Mr Straw immediately ordered an inquiry into why the information was not made available to ministers. The Home Secretary is indignant that Bell has been able to make around pounds 50,000 from the book and is urgently looking at the law to stop other criminals profiting from their crimes in such a way.

Whitehall sources said yesterday that if ministers had been told of the book in March 1996, when officials first learned about it, they could have tried to stop the payment.

Tory MP Ann Widdecombe, who was a Home Office minister with responsibility for prisons when the book deal first became known, said yesterday she was "quite disgusted" that ministers had not been informed. She said: "One cannot have material of that order of magnitude known to officials and probation officers and not known by ministers."

Officials became aware of the book when Durham Probation Service passed information to the Prison Service Lifer Review Unit, which monitors released life sentence prisoners, who remain on licence for the rest of their lives.

The unit decided that the book project was not a breach of Bell's licence and took no action.

In a statement, Mr Straw said: "I deeply regret that ministers were not informed and were therefore not able to intervene. I have asked the Permanent Secretary to investigate what happened so we can learn lessons for the future."

Had the book project become public knowledge in 1996, Sereny amd publishers Macmillan would have been under great pressure to withhold the payment to Bell. Sereny said last night she had warned Bell against going ahead with the book, telling her to talk to a psychiatrist instead.

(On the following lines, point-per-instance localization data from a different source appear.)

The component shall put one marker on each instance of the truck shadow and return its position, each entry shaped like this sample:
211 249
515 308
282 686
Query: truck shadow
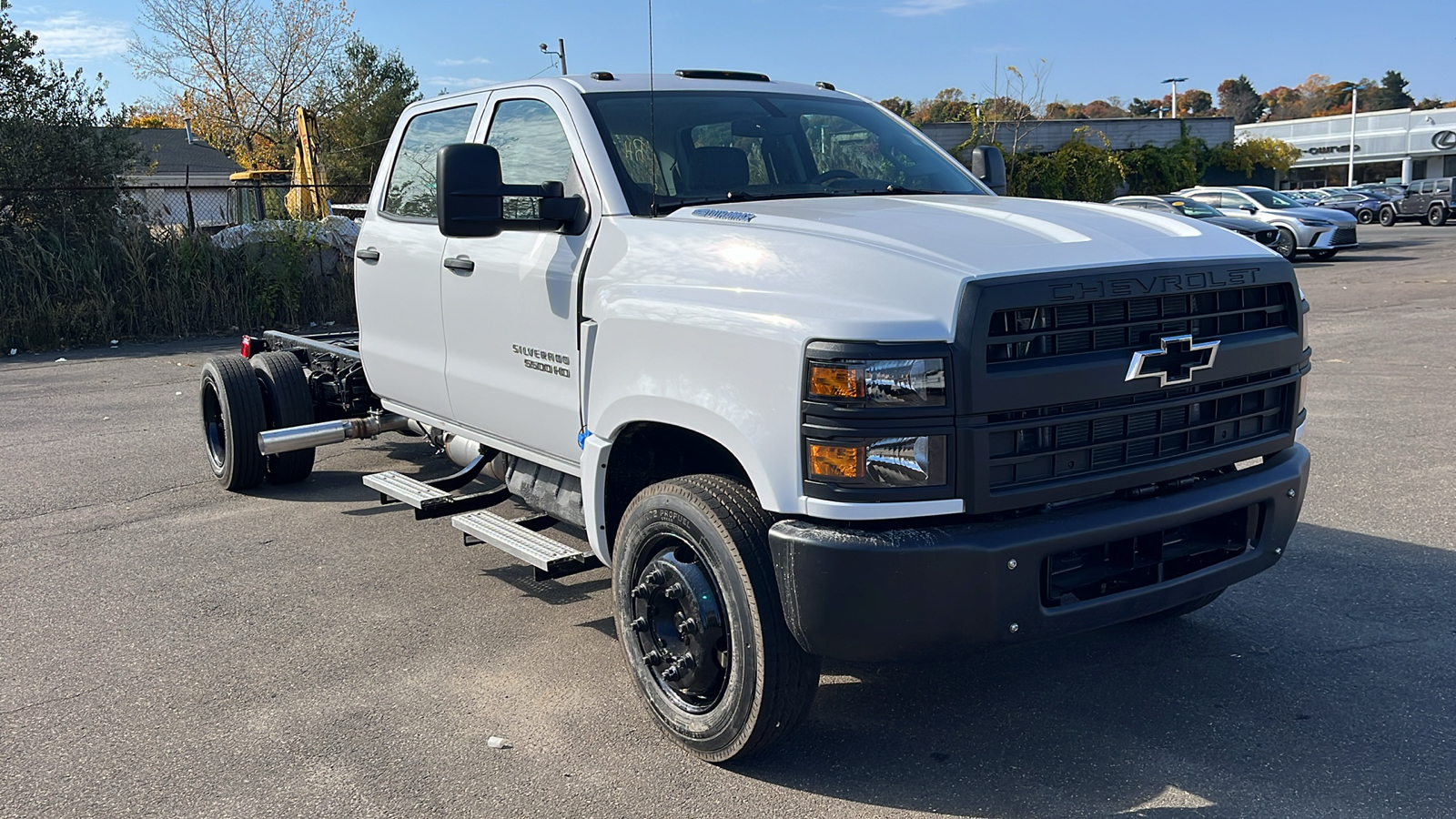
1320 688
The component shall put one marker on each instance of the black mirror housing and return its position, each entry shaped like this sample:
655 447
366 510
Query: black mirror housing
468 189
989 167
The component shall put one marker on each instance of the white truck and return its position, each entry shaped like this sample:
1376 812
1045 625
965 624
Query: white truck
800 379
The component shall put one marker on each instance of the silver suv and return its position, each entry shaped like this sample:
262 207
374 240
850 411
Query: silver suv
1317 230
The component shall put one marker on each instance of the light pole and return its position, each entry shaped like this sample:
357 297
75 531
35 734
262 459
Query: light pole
561 53
1354 102
1176 80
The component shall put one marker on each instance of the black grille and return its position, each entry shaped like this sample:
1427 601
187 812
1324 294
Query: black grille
1128 324
1088 438
1099 570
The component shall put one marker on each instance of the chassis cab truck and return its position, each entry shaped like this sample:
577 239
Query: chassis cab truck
798 378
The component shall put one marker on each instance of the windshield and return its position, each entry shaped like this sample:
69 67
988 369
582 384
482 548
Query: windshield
1270 198
1194 208
734 146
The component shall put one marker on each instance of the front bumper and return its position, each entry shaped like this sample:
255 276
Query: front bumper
881 593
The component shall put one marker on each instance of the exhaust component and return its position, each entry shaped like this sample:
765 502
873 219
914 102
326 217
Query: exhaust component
276 442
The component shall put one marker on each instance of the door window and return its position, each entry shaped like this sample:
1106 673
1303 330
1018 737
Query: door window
412 178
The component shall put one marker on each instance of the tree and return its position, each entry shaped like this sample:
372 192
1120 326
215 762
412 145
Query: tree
1285 102
1239 99
1390 94
1101 109
1194 102
239 67
950 106
357 109
57 165
900 106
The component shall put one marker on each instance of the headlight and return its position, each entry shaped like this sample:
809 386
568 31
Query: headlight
895 382
900 460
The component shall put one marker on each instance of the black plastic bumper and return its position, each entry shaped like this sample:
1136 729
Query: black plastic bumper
861 593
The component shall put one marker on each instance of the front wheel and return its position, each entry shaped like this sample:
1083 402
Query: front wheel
1286 244
701 622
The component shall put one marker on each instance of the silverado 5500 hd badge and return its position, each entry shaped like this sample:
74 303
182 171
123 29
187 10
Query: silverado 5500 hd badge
543 360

"I warned her against doing it, that it would be better for her to speak to a psychiatrist for her great desire to open herself, to reach inside herself, but she was determined to do this," she told Channel 4 News.

Mr Straw issued his statement after a meeting at the Home Office with June Richardson, whose four-year-old son Martin was Bell's first victim. She demanded Bell hand back the cash she was paid for her help with the book.

Bell and her 14-year-old daughter have been forced to flee their home on the south coast after being besieged by reporters. Tabloid newspapers yesterday carried interviews with Bell's boyfriend, who disclosed that the Home Office had known for some time that a book was planned. After the Home Office was asked to confirm this, an inquiry was launched.

The Press Complaints Commission said yesterday that it had launched an inquiry into a possible breach of its code of practice over payments made to Macmillan by the Times, which is serialising the book, Cries Unheard.

Clause 16 of the newspaper code of practice bans payments to agents or associates of convicted criminals unless there is an overwhelming public interest.

A decision is expected later today from the Attorney General John Morris on whether there is any means under existing law to block the payments to Bell.